Re: [sqlite] Possible bug in FTS3 or Parametrization?

2011-08-05 Thread Martin Gill
On 5 August 2011 14:55, Dan Kennedy  wrote:
> On 08/05/2011 05:44 PM, Martin Gill wrote:
>> On 5 August 2011 10:55, Dan Kennedy  wrote:
>>>
>>> On 08/05/2011 02:58 PM, Martin Gill wrote:

>>              SQLiteParameter param1 = command.CreateParameter();
>>              param1.Value = "FORÉIGN";
>>              param1.ParameterName = "p1";
>>              param1.DbType = System.Data.DbType.String;
>>              command.Parameters.Add(param1);
>>
>>              SQLiteParameter param2 = command.CreateParameter();
>>              param2.Value = "foréign";
>>              param2.ParameterName = "p2";
>>              param2.DbType = System.Data.DbType.String;
>>              command.Parameters.Add(param2);
>
> p2 is lower-case here, so it matches. If the upper-case value were
> bound to p2, it would not.
>

Nice catch. Oops.

Cheers,

Martin
___
sqlite-users mailing list
sqlite-users@sqlite.org
http://sqlite.org:8080/cgi-bin/mailman/listinfo/sqlite-users


Re: [sqlite] Possible bug in FTS3 or Parametrization?

2011-08-05 Thread Dan Kennedy
On 08/05/2011 05:44 PM, Martin Gill wrote:
> On 5 August 2011 10:55, Dan Kennedy  wrote:
>>
>> On 08/05/2011 02:58 PM, Martin Gill wrote:
>>>
>>> CREATE VIRTUAL TABLE full_text USING FTS3 (id,text)
>>> INSERT INTO full_text VALUES ('1', 'I have a foréign character.')
>>
>> SQLite does not recognize upper/lower-case mappings for non-ASCII
>> characters. That is why querying for "HAVE" works but "FORÉIGN"
>> does not. If you need upper/lower case mapping for non-ASCII characters,
>> you will need to use the ICU extension.
>>
>
> That may be part of the problem. System.Data.SQlite isn't compiled with ICU, 
> so
> I cannot check that quickly. I do though get exactly the same odd
> behaviour using
> the porter tokenizer.
>
>>> SELECT id, text FROM full_text WHERE NOT(text = @p1) AND text MATCH @p2
>>>
>>> p1 = "foréign"
>>> p2 = "FORÉIGN"
>>>
>>> Not using parametrized SQL also returns a correct result.
>>
>> I don't see how either the query above or a version that uses SQL
>> literals could be returning any rows.. Not with the "CREATE VIRTUAL
>> TABLE" as it stands above. Unless you specify the ICU tokenizer (or
>> some other tokenizer that understands non-ASCII upper/lower case),
>> "FORÉIGN" should not match the row in table "full_text".
>>

>  SQLiteParameter param1 = command.CreateParameter();
>  param1.Value = "FORÉIGN";
>  param1.ParameterName = "p1";
>  param1.DbType = System.Data.DbType.String;
>  command.Parameters.Add(param1);
>
>  SQLiteParameter param2 = command.CreateParameter();
>  param2.Value = "foréign";
>  param2.ParameterName = "p2";
>  param2.DbType = System.Data.DbType.String;
>  command.Parameters.Add(param2);

p2 is lower-case here, so it matches. If the upper-case value were
bound to p2, it would not.


___
sqlite-users mailing list
sqlite-users@sqlite.org
http://sqlite.org:8080/cgi-bin/mailman/listinfo/sqlite-users


Re: [sqlite] Possible bug in FTS3 or Parametrization?

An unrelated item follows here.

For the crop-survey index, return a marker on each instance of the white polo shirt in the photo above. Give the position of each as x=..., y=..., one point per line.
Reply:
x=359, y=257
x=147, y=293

2011-08-05 Thread Martin Gill
On 5 August 2011 10:55, Dan Kennedy  wrote:
>
> On 08/05/2011 02:58 PM, Martin Gill wrote:
> >
> > CREATE VIRTUAL TABLE full_text USING FTS3 (id,text)
> > INSERT INTO full_text VALUES ('1', 'I have a foréign character.')
>
> SQLite does not recognize upper/lower-case mappings for non-ASCII
> characters. That is why querying for "HAVE" works but "FORÉIGN"
> does not. If you need upper/lower case mapping for non-ASCII characters,
> you will need to use the ICU extension.
>

That may be part of the problem. System.Data.SQlite isn't compiled with ICU, so
I cannot check that quickly. I do though get exactly the same odd
behaviour using
the porter tokenizer.

> > SELECT id, text FROM full_text WHERE NOT(text = @p1) AND text MATCH @p2
> >
> > p1 = "foréign"
> > p2 = "FORÉIGN"
> >
> > Not using parametrized SQL also returns a correct result.
>
> I don't see how either the query above or a version that uses SQL
> literals could be returning any rows.. Not with the "CREATE VIRTUAL
> TABLE" as it stands above. Unless you specify the ICU tokenizer (or
> some other tokenizer that understands non-ASCII upper/lower case),
> "FORÉIGN" should not match the row in table "full_text".
>

Except that it does.

While I gave the unicode value, e-acute is ASCII 130, and capital
e-acute is ASCII 144.
That puts them on the extended ascii chart ( 128 < c <= 255 ) and I
believe all western
European codepages will have the characters.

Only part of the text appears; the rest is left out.